NYC, the largest school district in the US, has beens serving 860,000 school meals per day on polystyrene (aka styrofoam) trays, adding up to 3 BILLION styro trays over the past 20 years that have been sent to landfills and incinerators. Since the closing of Fresh Kills Landfill, after a trip with the rest of our trash to waste sorting stations located primarily in low-income neighborhoods!, these polystyrene lunch trays are exported OUT-OF-STATE. The cost for exporting our trash has doubled in the past 10 years!
NYC Department of Education Schools are not held accounatble for the disposal costs of school trash, including the 3 billion trays thrown "away" for 20 years.
Two weeks ago, School Food directors from NYC, LA, Chicago, Dallas, Miami, and Orlando announced an alliance to co-purchase alternatives to polystyrene trays and certain food items to drive down cost and improve quality. Bravo to NYC School Food directors who initiated this partnership!
The message we teach our children in school, to reduce and recycle, must be consistent within the entire school day and at HOME!
Styrofoam products, especially for use with hot liquids is suspected of being seriously toxic. I will not consume anything served on it. Isn't that what public school lunch trays are made of?

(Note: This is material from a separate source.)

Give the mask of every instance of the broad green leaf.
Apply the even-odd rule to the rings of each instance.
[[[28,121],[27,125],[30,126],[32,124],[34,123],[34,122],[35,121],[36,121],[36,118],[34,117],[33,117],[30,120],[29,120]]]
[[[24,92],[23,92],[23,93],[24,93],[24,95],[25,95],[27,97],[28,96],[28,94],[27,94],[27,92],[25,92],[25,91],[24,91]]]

Isn't it interesting how so many of Michael Bloomberg's proposed regulations disproportionately impact the middle class and poor in New York? No millionaire's tax. But bans on soda, styrofoam, etc. Bloomberg could ban individual's have more than 1000 square feet of personal living space — free up residential space for all of us who are crammed 3 or 4 to 500 square feet. He could ban the gas-guzzling monster vehicles that the wealthy like.